Summing up, our evidence suggests that the efficiency estimates strongly depend on the output specification and the use of quality proxies reduces the performance and its differentials for both research and teaching activities. Moreover, it seems that the scientific sector has an impact in explaining efficiency differentials, confirming that “scientific areas tend to differ regarding their teaching and especially their research productivity” (Sarrico 2009, p. 290).
Efficiency Changes Over 2005–2009 Period: A Malmquist Analysis
We perform a productivity analysis using the Malmquist index (see Caves et al. 1982 for more technical details) to disentangle the changes in efficiency due both to pure efficiency improvements (or worsening) and technological improvements (or worsening),Footnote 34 focusing on Models 1a, 2a, 6a and Models 1b, 2b and 3b described in Appendix Table 1, over the 2005–2009 period.Footnote 35 We follow a generalized approach suggested by Fare et al. (1994).
Several issues could be addressed in the computation of the Malmquist indices of productivity growth over the period analyzed. The first one is the measurement of productivity change over the 2005/2006-2008/2009 period (TFPC). Indeed, if TFPC is >1 then productivity gains occur, but if TFPC <1, productivity losses occur. The second one is to decompose changes in productivity into technical efficiency change (E) and technological change (TC) in order to analyse whether the productivity change is due, respectively, to changes in technical efficiency or to an outward shift in the production frontier.Footnote 36 The third issue that could also be addressed is that (E) could be further decomposed to identify the main source of improvement, in pure technical efficiency change (PEFC) or changes in scale efficiency (SC).Footnote 37
Starting from the analysis of departments, and considering the TFPC the empirical evidence shows that for both ST and HS sectors overall there is an improvement in productivity (TFPC > 1, Appendix Table 6).

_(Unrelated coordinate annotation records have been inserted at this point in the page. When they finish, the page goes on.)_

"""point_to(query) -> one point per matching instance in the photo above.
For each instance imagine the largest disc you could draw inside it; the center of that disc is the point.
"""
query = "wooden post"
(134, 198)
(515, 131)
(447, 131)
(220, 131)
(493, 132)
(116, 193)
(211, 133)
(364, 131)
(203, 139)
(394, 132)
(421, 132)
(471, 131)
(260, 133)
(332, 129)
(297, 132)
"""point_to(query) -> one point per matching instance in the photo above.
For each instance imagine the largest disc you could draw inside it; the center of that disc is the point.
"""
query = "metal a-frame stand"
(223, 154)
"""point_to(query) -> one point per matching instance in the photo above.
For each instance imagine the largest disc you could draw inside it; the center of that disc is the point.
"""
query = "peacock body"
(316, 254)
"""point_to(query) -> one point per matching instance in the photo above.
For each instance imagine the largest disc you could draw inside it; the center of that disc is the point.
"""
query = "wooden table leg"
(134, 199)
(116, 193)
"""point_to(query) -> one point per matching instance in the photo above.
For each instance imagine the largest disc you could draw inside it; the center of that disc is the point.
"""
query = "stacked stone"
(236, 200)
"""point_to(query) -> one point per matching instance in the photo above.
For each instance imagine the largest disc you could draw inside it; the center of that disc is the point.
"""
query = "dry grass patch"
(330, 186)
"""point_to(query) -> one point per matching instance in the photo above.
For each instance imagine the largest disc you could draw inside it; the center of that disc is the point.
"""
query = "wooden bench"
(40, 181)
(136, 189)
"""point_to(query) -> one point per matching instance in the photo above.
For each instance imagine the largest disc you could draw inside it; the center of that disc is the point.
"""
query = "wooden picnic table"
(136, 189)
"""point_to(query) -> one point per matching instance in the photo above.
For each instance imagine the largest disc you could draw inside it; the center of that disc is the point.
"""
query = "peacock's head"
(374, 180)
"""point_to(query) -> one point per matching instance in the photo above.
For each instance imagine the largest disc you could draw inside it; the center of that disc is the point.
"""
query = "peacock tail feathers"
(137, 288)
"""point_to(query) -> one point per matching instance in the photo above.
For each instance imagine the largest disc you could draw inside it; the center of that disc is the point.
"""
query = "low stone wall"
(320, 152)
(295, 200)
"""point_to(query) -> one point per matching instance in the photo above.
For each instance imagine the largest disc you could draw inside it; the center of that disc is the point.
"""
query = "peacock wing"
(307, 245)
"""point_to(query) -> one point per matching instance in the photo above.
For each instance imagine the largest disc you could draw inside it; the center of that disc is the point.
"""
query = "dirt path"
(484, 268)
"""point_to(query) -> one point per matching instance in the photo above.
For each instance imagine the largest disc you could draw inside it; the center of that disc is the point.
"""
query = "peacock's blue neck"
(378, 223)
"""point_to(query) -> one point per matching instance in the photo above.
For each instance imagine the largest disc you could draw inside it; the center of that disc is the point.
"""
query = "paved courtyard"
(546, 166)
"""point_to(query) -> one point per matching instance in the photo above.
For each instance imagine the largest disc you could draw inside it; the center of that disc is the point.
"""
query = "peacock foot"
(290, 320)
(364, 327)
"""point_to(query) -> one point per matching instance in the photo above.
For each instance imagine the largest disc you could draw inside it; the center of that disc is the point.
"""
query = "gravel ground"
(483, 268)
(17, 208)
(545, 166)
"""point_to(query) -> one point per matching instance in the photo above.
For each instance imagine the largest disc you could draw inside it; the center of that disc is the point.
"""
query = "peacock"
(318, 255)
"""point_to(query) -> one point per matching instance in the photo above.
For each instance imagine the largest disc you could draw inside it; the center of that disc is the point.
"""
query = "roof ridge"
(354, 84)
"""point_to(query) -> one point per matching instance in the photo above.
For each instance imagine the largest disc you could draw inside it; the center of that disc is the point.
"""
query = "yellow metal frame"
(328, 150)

Given that the productivity change can be decomposed in E and TC we can further underline whether most of the increase was due to E (movement towards the frontier) or to TC (outward shift in the efficiency frontier). Take for instance model 1a, Appendix Table 6, and taking into account both sectors (ALL), there is a decrease in TFPC between 2005–2006 and 2008–2009 of around 50 % (from 1.7954 to 1.2850).Footnote 38 It seems that in this specific case the fall in productivity was brought about predominately by a decrease in E rather an outward shift in the TC. Indeed, the empirical evidence shows that TC worsened by around 4 % (from 1.0975 to 1.0580) while E decreased by almost 40 % (from 1.6334 to 1.2146). This result is mainly driven by the HHS sector. Indeed, when we analyse separately the two sectors we still find a rise in productivity by 30 % (from 1.0653 to 1.3694) for the ST sector while there is a slight fall in productivity by 0.7 % (from 1.9857 to 1.9783), for the HHS sector. For the ST sector the increase in productivity seems to be due more to improvements in efficiency more than from an expansion in the frontier-related inputs to outputs (E increases by around 35 % from 0.9320 to 1.2860 and TC decreases by 8 % from 1.1416 to 1.0649). For the HSS sector the sustained improvement in productivity is a consequence of technology change rather than technical efficiency change (E decreases by around 15 % from 1.7664 to 1.6136 and TC increases by 13 % from 1.1242 to 1.2561). Decomposing E in pure technical (PEFC) and scale (SC) efficiencies, overall and for both sectors (Appendix Table 6), the results indicate that PECF is higher than SC suggesting that the major source of efficiency change is due to an improvement in pure technical efficiency rather than an improvement in scale efficiency.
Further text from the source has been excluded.